Question

Let a hyperbola passes through the focus of the ellipse $16 x^2+25 y^2=400$. The transverse and conjugate axes of this hyperbola coincide with the major and minor axes of the given ellipse. The eccentricity of the hyperbola is reciprocal of that the ellipse.
Which one of the following statement is correct?

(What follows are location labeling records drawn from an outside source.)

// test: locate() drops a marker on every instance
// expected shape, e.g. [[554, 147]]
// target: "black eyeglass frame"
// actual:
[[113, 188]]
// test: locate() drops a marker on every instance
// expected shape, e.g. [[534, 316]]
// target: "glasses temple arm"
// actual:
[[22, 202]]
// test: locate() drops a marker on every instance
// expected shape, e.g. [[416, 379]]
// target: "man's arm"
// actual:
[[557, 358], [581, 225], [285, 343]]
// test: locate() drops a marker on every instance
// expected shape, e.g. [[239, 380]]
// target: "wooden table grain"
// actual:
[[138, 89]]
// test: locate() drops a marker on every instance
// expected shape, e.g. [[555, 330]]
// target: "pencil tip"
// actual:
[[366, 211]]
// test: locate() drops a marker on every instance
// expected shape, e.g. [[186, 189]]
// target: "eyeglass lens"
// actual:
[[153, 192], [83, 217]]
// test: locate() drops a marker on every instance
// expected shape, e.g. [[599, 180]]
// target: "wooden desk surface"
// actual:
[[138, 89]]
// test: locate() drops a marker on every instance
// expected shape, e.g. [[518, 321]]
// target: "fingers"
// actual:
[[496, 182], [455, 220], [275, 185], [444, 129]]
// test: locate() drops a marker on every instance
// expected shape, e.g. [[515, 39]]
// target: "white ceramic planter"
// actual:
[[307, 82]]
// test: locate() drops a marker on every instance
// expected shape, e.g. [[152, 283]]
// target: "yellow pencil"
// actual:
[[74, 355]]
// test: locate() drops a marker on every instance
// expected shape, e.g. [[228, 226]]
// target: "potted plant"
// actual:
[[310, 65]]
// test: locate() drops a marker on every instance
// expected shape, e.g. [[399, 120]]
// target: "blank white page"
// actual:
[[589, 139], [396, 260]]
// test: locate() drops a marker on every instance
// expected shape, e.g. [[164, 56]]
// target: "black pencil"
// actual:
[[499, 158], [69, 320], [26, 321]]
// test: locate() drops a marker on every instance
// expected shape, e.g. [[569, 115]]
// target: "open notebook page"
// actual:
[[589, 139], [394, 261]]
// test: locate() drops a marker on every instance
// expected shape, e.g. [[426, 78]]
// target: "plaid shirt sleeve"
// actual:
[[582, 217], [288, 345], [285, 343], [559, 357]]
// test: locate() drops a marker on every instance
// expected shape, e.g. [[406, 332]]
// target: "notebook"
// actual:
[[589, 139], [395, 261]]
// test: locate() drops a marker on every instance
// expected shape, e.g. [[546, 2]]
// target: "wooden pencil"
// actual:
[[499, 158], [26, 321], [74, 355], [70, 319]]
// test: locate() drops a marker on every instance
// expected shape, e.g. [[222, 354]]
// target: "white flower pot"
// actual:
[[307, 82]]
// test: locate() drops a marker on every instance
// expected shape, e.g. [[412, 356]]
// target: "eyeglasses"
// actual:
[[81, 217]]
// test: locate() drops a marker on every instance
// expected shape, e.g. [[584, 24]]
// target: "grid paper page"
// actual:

• A. Vertices of hyperbola are $( \pm 3,0)$.
• B. Distance between foci of hyperbola is 6 .
• C. Equation of directrices of hyperbola are $x= \pm \frac{5}{9}$.
• D. None

Answer 1

Answer: (A)

For the given ellipse, $\frac{ x ^2}{25}+\frac{ y ^2}{16}=1, e =\sqrt{1-\frac{16}{25}}=\frac{3}{5}$.
So, eccentricity of hyperbola $=\frac{5}{3}$.
Let the hyperbola be, $\frac{ x ^2}{ A ^2}-\frac{ y ^2}{ B ^2}=1 \ldots$ (1)
Then, $B^2=A^2\left(\frac{25}{9}-1\right)=\frac{16}{9} A^2$. Also, foci of ellipse are $( \pm 3,0)$.
As, hyperbola passes through $( \pm 3,0)$. So, $\frac{9}{A^2}=1 \Rightarrow A^2=9, B^2=16$
$\Rightarrow$ Equation of hyperbola is $\frac{x^2}{9}-\frac{y^2}{16}=1$
Vertices of hyperbola are $( \pm 3,0) \Rightarrow( A )$ is correct.
Focal length of hyperbola $=10 \Rightarrow( B )$ is incorrect.
Equation of directrices of hyperbola are $x= \pm \frac{9}{5} . \Rightarrow(C)$ is incorrect.